Relative to buying a large business with hundreds or thousands of employees, one might think that buying a small business is a piece of cake by comparison. But that’s definitely not the case.
I’ve spent the last five and a half years advising buyers and sellers of businesses of all sizes: from $1 million all the way up to $1+ billion. What I’ve learned from those varying experiences is that the smaller transactions are the hardest. The reason for that is the lack of experience that small business operators have with M&A. At large businesses, there are teams of people under the CFO or in Corporate Development that were likely hired in part to execute M&A deals. At small businesses, the finance team is miniscule - there’s definitely no one focused on Corporate Development and there may not even be a CFO. If there is a CFO, chances are they’ve never done any M&A. It’s likely that no one at the small business has ever done any M&A.
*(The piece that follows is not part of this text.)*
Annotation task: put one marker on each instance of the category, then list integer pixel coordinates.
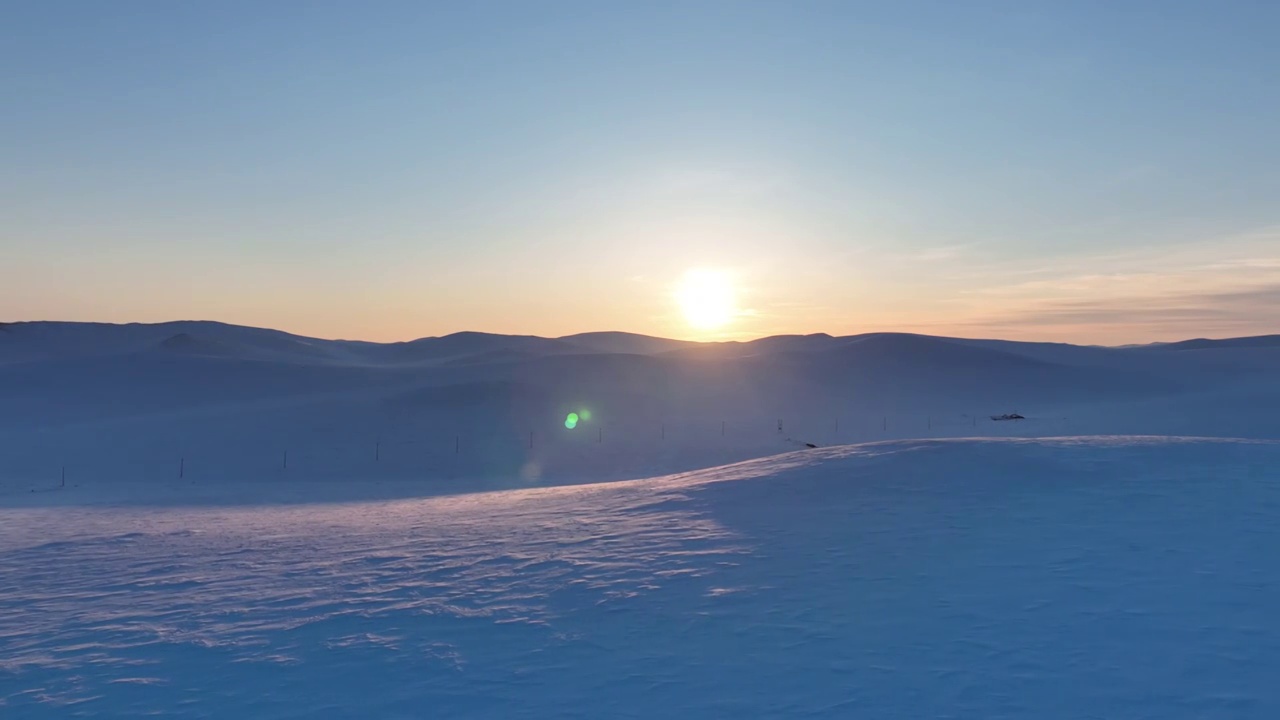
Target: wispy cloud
(1219, 287)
If the documentation process were commensurate with the size of the transaction (the smaller the deal, the less documentation required), things might be different. However, there are certain areas of diligence (Legal, Insurance, and HR) that are the same regardless of the size of the business. No matter the size, every seller needs to provide their incorporation and organizational documents like by-laws and capitalization table. No matter the size, every seller needs to provide documentation related to insurance coverages. No matter the size, every seller needs to provide information related to employee pay and benefits.
Due to the seller’s small team and lack of experience, gathering all of the required documentation puts an incredible amount of strain on the business. To compensate, it requires efficiency and additional support by the buyer. I’m in the middle of a deal right now - by far the most difficult transaction I’ve been a part of as a buyer - and below are the most important things I’ve learned thus far to make the process go as smoothly as possible.
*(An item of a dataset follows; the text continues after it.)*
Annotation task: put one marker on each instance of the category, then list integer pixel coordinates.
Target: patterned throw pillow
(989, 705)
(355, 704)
As I mentioned, the only way the deal gets done is if the buyer shares their experience with the seller by walking them through the more complicated parts of the transaction. Normally, a sellside investment banker would do this but because of the size of the deal the seller likely won’t hire one due to the cost. So it’s up to the buyer to give some of that same advice. But it’s a very fine line the buyer has to walk because some of the advice they could give would hurt their position as a buyer, for example, regarding valuation. Therefore it’s very important that the buyer maintain independence when advising the seller and not influence the seller’s decisions. The buyer can present the facts and the considerations, but the seller should make all final decisions using their own judgment.
With that in mind, below are the things that a buyer can help with:
- Shorten the due diligence request list: this isn't as easy as it sounds because you don't want to leave out anything important. But there are some things that may not apply to the business. You still want to ask for it and let the seller say it either "doesn't apply" or they "don't have it". Receiving those types of responses are important and may even be incorporated into the purchase agreement. What you should do to shorten the list is walk through the list at the very beginning of the transaction specifically asking for the seller to identify things that don't apply or they don't have. Have them ignore requests (for now) that do apply to them and that they'll have documentation responses for. The side effect of this approach is it relaxes the seller going forward because the request list isn't as daunting because it's shorter.
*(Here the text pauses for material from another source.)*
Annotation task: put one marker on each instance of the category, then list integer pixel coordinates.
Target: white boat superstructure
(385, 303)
- Clarify priorities: if you're trying to close the transaction on a certain timeline, there may come a time when you say it's okay for the seller to not provide something even though in a perfect world you had it. This is one reason why it's important to prioritize. Another reason is to get responses that will require extensive review by the buyer or buyer's counsel first so that those don't become a bottleneck.
- Be available to answer questions: because the seller doesn't have the experience, they will have lots of very simple questions that if they're left to figure out themselves will unnecessarily slow down the process. Email and phone aren't always sufficient - if possible, you should spend time on-site at the seller's office so that questions can be asked as soon as they come up. It's not ideal from a buyer efficiency perspective, but it's incredibly helpful to the seller and so if they're the bottleneck then it may be worth it.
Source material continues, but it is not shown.